Many streams of the peace and justice movement will converge in the largest anti-war protest since George W. Bush declared his open-ended global “war on terrorism” after Sept. 11.

Diane Schurr, an organizer with the Cleveland Non-Violence Network in Cleveland, Ohio, told the World three buses will come from Cleveland and more from other cities around Ohio. “There is a strong sense of urgency but not of doom and gloom,” she said. “There is hope because so many diverse groups are coming together and saying, ‘There has to be a better way.’”

Michael Letwin, president of United Auto Workers Local 2325, which represents Legal Aid attorneys and co-coordinator of New York City Labor Against the War, told the World a contingent of trade unionists will march.

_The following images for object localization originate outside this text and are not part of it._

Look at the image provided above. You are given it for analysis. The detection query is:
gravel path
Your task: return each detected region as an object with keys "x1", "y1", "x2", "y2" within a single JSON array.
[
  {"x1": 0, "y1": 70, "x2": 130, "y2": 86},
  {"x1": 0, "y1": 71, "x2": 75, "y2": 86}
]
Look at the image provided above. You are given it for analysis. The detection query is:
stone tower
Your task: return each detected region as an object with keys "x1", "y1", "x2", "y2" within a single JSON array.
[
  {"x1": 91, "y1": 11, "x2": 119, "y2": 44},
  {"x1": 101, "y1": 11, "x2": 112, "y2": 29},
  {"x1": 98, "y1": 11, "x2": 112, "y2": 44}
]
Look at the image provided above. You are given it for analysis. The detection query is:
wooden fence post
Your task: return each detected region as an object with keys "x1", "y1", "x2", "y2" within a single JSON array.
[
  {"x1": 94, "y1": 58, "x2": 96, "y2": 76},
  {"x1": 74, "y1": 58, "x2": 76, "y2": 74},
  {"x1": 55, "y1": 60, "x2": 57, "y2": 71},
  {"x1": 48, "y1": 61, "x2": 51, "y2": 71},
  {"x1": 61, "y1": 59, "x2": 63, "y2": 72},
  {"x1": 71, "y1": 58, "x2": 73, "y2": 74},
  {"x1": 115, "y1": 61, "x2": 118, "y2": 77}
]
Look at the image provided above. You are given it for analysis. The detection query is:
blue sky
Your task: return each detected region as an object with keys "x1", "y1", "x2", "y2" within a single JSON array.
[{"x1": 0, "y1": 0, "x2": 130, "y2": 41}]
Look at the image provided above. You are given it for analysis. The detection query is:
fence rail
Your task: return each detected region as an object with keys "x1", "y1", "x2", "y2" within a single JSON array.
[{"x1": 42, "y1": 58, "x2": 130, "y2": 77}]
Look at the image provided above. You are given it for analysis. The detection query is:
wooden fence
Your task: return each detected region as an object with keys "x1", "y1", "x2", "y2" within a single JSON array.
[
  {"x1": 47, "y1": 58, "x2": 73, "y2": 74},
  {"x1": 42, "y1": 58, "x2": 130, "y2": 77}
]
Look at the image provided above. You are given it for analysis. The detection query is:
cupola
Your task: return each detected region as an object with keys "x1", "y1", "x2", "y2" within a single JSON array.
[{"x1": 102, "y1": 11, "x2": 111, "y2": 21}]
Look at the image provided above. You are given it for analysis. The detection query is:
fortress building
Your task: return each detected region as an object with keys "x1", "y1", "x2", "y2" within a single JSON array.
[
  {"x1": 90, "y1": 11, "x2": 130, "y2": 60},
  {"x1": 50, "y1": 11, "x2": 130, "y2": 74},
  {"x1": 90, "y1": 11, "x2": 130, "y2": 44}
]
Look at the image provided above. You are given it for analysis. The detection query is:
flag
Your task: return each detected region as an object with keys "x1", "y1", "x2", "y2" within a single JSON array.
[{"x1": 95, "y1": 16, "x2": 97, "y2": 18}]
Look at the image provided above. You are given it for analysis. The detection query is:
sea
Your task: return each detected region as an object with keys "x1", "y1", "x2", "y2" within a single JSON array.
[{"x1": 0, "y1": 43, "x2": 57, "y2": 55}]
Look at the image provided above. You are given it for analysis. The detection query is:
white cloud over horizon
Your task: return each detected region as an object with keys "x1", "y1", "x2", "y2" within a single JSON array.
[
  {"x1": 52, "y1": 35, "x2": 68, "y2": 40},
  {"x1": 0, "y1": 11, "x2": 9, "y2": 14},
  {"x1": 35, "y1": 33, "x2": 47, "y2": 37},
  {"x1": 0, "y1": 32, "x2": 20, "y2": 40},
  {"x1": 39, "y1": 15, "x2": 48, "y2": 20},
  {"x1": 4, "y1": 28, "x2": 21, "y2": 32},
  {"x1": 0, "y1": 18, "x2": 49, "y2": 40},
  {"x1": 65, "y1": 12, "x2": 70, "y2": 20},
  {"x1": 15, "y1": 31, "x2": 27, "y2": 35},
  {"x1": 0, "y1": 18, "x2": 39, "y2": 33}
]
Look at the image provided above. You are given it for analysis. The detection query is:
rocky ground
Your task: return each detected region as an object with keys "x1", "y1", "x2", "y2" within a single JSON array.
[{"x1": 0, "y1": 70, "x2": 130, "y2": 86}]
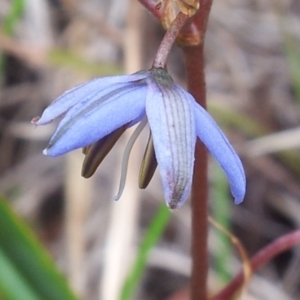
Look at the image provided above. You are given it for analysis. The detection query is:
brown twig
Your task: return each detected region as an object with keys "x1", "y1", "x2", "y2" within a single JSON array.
[
  {"x1": 140, "y1": 0, "x2": 213, "y2": 298},
  {"x1": 212, "y1": 229, "x2": 300, "y2": 300},
  {"x1": 181, "y1": 1, "x2": 213, "y2": 299}
]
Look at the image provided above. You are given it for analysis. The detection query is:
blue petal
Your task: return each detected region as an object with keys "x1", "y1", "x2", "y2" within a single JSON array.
[
  {"x1": 36, "y1": 73, "x2": 148, "y2": 125},
  {"x1": 45, "y1": 84, "x2": 147, "y2": 156},
  {"x1": 146, "y1": 79, "x2": 196, "y2": 209},
  {"x1": 192, "y1": 101, "x2": 246, "y2": 204}
]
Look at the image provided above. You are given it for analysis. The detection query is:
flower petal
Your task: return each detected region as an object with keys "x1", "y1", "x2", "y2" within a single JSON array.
[
  {"x1": 146, "y1": 73, "x2": 196, "y2": 209},
  {"x1": 44, "y1": 84, "x2": 147, "y2": 156},
  {"x1": 193, "y1": 101, "x2": 246, "y2": 204},
  {"x1": 35, "y1": 72, "x2": 148, "y2": 125}
]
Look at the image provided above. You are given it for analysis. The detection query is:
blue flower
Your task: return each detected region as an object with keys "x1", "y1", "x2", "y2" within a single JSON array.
[{"x1": 33, "y1": 68, "x2": 245, "y2": 209}]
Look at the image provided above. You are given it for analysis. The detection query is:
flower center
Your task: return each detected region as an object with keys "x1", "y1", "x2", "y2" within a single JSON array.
[{"x1": 151, "y1": 68, "x2": 174, "y2": 87}]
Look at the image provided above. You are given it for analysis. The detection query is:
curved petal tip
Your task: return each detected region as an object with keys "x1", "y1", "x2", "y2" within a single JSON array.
[
  {"x1": 193, "y1": 101, "x2": 246, "y2": 205},
  {"x1": 235, "y1": 198, "x2": 243, "y2": 205},
  {"x1": 42, "y1": 148, "x2": 49, "y2": 156},
  {"x1": 232, "y1": 180, "x2": 246, "y2": 205}
]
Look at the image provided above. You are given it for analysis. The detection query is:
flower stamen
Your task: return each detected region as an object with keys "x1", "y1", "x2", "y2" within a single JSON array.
[
  {"x1": 139, "y1": 132, "x2": 157, "y2": 189},
  {"x1": 81, "y1": 125, "x2": 128, "y2": 178},
  {"x1": 114, "y1": 117, "x2": 147, "y2": 201}
]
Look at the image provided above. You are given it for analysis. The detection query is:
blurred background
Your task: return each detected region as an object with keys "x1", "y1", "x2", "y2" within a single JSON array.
[{"x1": 0, "y1": 0, "x2": 300, "y2": 299}]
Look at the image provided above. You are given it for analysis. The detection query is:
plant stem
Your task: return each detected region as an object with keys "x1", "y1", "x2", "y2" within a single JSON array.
[
  {"x1": 184, "y1": 44, "x2": 208, "y2": 300},
  {"x1": 182, "y1": 1, "x2": 213, "y2": 299},
  {"x1": 153, "y1": 12, "x2": 189, "y2": 69},
  {"x1": 140, "y1": 0, "x2": 213, "y2": 298},
  {"x1": 212, "y1": 229, "x2": 300, "y2": 300}
]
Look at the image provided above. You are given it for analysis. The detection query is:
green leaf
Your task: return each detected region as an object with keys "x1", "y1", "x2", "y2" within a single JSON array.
[
  {"x1": 0, "y1": 196, "x2": 77, "y2": 300},
  {"x1": 120, "y1": 203, "x2": 171, "y2": 300},
  {"x1": 212, "y1": 164, "x2": 232, "y2": 284},
  {"x1": 0, "y1": 248, "x2": 40, "y2": 300}
]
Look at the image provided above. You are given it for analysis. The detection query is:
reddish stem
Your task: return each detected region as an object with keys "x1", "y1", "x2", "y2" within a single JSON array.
[
  {"x1": 182, "y1": 1, "x2": 213, "y2": 299},
  {"x1": 141, "y1": 0, "x2": 213, "y2": 298},
  {"x1": 212, "y1": 229, "x2": 300, "y2": 300},
  {"x1": 153, "y1": 12, "x2": 189, "y2": 68},
  {"x1": 184, "y1": 45, "x2": 208, "y2": 300}
]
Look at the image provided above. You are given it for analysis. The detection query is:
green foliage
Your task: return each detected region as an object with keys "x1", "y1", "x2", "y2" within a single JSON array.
[
  {"x1": 212, "y1": 164, "x2": 232, "y2": 284},
  {"x1": 0, "y1": 0, "x2": 25, "y2": 79},
  {"x1": 0, "y1": 196, "x2": 77, "y2": 300},
  {"x1": 120, "y1": 203, "x2": 171, "y2": 300},
  {"x1": 2, "y1": 0, "x2": 25, "y2": 35},
  {"x1": 48, "y1": 49, "x2": 122, "y2": 77},
  {"x1": 284, "y1": 35, "x2": 300, "y2": 101}
]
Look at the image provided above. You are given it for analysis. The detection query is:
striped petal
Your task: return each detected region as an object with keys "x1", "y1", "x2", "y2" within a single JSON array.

“The war is plundering our economy at home and generating racism and anti-immigrant backlashm,” he said. “The current Israeli attack on the Palestinian people is carrying this war to a whole new level. It is American arms and money that is making this possible.”

Altaf Husain, a graduate student at Howard University and the national president of the Muslim Student Association said thousands of Muslim students will march. The war in Afghanistan and now the Israeli occupation of Palestine have “affected Muslims of all backgrounds, not just Arabs.” He deplored the detention of hundreds of people of Arab or Asian background who have no connection with terrorism. “There is an air of intimidation of people, that ‘If you’re not with us, you’re against us.’”

Libero Della Piana, national coordinator of the Young Communist League (YCL), said the YCL will have two contingents at the march – one with the National Youth and Student Peace Coalition (NYSPC) and the other with the Communist Party USA. “It was visionary of the youth and student peace coalition to initiate this march and rally,” he said. “Who would have imagined last October that tens of thousands would march in protest against Bush’s ‘war on terrorism?’”

Erica Smiley, a recent graduate of the University of North Carolina at Chapel Hill and a leader of the youth caucus of the Black Radical Congress, said many buses are coming from the south. “People who have been complacent had had their eyes opened by the events of the past few months,” she said. “All of a sudden they are being radicalized by what is happening.”

Julie Ren, a freshman at Wesleyan College in Connecticut and an organizer with the National Youth and Student Peace Coalition, said, “We are laying the groundwork for a much broader movement, a long-term commitment to the struggle to end the war at home and abroad.”